Isso tem sua origem em Engels, no livro “A origem da família, da propriedade privada e do Estado” (1844) que diz que a organização das relações de trabalho são determinantes diretos das relações entre homens e mulheres. Para um socialista como Bebel a única conclusão que você pode tirar é que somente uma revolução comunista levaria a emancipação feminina. A causa da revolução econômica acaba levando consigo todas as outras causas emancipatórias. A mulher sob o comunismo seria a mulher emancipada.

Para um liberal como Stuart Mill isso é bem diferente e muito mais complexo. No caso da mulher, quando John Stuart Mill diz que a dominação da mulher se deu num estágio primitivo à permanência de traços característicos de uma sociedade que era baseada na “lei do mais forte” como uma imposição meramente da natureza e dos perigos das feras selvagens, ele não disse nada mais do que uma verdade científica hoje corroborada a exaustão. Em vez de explicar tudo num certo determinismo econômico ele explica pelas condições primitivas, pelas variantes culturais desenvolvidos, pelo aspecto da diferenciação anatomofisiológica que existe entre homens e mulheres (e como isso pode ter determinado a divisão do trabalho) e também pela economia.

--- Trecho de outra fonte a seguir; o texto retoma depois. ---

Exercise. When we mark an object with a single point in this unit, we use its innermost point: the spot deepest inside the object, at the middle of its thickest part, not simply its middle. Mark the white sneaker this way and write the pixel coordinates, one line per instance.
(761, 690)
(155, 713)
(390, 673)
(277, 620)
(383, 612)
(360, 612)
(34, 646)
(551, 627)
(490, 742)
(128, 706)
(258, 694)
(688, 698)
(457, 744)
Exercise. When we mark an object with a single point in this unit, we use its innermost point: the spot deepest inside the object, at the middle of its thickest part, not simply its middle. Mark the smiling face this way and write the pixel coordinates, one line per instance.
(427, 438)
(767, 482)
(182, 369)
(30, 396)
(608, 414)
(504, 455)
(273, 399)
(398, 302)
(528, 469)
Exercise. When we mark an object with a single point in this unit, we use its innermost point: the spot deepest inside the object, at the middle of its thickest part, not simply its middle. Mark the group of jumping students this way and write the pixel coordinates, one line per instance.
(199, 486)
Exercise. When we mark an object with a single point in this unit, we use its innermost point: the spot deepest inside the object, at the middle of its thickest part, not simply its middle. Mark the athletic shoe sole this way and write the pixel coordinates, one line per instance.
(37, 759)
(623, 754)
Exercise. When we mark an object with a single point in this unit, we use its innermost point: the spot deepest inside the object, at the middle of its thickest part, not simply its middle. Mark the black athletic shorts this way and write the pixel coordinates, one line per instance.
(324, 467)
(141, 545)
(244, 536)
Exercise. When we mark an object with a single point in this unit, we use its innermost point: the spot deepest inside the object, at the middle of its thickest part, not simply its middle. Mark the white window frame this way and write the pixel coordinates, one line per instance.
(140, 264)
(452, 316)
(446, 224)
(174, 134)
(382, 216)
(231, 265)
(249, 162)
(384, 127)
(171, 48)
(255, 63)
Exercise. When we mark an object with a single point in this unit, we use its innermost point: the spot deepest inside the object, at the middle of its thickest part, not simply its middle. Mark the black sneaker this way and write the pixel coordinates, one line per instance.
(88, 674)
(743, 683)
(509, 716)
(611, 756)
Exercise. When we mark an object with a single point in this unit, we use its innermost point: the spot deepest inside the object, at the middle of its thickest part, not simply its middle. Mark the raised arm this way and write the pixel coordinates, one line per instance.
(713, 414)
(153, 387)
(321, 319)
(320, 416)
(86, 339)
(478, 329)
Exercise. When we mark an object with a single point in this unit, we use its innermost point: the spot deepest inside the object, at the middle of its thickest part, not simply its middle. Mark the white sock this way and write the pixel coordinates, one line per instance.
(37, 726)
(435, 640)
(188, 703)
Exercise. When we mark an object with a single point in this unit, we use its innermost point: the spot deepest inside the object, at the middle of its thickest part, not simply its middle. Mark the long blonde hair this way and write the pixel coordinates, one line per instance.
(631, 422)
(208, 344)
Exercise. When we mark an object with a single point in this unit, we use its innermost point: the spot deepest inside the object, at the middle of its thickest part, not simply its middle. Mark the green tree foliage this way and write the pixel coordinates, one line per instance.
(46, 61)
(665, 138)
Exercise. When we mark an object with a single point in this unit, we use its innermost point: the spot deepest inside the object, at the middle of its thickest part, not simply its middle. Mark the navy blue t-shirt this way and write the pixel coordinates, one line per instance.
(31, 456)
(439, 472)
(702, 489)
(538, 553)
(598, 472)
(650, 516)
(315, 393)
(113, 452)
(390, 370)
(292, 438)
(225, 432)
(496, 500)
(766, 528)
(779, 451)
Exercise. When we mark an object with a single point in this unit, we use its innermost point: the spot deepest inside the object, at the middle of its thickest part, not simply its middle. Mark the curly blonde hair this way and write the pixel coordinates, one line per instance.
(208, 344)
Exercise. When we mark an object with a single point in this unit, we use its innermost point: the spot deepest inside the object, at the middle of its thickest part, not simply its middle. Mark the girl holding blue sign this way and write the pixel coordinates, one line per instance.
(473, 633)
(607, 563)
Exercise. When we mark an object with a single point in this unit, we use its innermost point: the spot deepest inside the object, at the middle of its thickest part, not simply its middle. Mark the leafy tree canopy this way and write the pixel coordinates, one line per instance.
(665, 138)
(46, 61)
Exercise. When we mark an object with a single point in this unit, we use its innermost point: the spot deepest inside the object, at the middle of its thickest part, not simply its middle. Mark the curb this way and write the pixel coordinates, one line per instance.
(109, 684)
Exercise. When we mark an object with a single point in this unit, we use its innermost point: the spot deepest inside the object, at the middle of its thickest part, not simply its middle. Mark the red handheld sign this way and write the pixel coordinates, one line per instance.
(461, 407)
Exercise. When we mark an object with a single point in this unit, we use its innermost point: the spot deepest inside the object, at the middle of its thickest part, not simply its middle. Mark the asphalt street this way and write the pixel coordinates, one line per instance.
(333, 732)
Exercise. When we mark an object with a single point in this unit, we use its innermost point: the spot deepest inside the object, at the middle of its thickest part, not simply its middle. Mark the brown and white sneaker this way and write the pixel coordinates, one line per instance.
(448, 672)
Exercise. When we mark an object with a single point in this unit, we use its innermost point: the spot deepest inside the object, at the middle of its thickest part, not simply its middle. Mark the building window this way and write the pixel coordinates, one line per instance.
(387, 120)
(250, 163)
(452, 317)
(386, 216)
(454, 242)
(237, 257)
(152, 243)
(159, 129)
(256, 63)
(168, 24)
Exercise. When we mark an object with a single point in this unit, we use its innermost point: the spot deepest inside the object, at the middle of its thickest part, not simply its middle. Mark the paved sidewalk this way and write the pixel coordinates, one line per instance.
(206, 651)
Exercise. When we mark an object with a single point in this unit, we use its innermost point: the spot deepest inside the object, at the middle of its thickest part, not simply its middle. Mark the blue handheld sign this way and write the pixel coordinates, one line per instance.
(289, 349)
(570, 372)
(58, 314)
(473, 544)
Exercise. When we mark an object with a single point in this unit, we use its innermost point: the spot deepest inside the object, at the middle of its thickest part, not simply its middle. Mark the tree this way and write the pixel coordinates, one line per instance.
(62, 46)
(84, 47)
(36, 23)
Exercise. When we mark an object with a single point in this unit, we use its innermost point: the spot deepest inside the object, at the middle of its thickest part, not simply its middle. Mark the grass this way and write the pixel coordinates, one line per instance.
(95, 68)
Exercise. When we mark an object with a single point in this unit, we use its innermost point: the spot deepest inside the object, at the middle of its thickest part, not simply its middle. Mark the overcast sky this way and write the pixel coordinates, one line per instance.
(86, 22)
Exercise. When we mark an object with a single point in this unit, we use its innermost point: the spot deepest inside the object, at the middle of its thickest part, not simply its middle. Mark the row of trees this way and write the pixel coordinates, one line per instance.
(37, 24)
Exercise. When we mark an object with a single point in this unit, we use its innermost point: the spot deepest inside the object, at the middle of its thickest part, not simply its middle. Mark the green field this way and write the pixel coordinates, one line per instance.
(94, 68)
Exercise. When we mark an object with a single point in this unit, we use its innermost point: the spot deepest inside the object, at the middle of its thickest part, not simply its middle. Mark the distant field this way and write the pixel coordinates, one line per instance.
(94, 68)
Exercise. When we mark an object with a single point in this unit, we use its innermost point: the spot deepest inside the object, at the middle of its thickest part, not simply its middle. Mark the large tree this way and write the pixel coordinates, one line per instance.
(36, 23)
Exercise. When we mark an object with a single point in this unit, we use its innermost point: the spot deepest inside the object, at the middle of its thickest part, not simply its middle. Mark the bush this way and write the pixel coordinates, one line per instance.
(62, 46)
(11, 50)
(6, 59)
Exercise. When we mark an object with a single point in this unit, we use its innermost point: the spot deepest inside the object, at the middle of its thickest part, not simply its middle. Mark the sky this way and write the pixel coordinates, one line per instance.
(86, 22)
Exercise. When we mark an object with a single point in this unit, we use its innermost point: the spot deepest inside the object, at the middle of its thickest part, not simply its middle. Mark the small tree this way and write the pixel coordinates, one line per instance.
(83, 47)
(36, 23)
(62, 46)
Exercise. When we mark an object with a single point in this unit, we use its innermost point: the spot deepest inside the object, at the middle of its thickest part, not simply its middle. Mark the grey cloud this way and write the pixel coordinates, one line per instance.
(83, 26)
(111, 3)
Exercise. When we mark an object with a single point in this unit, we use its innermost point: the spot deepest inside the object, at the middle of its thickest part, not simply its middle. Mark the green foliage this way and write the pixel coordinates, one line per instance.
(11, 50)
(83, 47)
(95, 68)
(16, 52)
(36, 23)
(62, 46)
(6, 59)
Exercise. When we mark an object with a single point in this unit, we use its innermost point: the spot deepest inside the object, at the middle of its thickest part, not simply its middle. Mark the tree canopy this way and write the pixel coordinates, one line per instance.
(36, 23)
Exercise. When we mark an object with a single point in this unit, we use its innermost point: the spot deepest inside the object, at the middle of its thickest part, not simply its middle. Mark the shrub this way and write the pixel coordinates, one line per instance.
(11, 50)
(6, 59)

É muito mais complicado pensar como um John Stuart Mill do que como um August Bebel. A diferença do pensamento liberal para o socialista é que o primeiro complica para simplificar e o outro simplifica para complicar. Para o programa socialista de August Bebel junta-se a ideia de igualdade de sexo com planejamento estatal. Em seu livro, “A mulher sob o socialismo”, Bebel defende a criação de um complexo aporte estatal onde toda a atividade materna seria, digamos, terceirizada. Para Bebel, a posição da mulher no organismo social como “mãe” e “esposa” ganharia novos contornos a partir de sua “liberação” em relação às tarefas domésticas, todas convertidas em serviços públicos prestados por profissionais do Estado.

É interessante que toda essa visão de Bebel é exatamente o “Brave New World” que aterrorizou os pensamentos de Aldous Huxley. Onde o velho conceito de família é visto como selvagem, bárbaro, vulgar e todo o papel familiar é transferido para um agigantado Estado. Não teríamos na visão de August Bebel, uma sociedade matriarcal nem patriarcal, teríamos um verdadeiro “Admirável Mundo Novo”, o socialismo, tal como ele defende, levaria a uma sociedade, digamos, “Estatriarcal”, onde todos seriam filhos do Estado. Estaríamos vivendo a pior das distopias já escritas num livro de ficção-científica e tudo “na melhor das intenções”.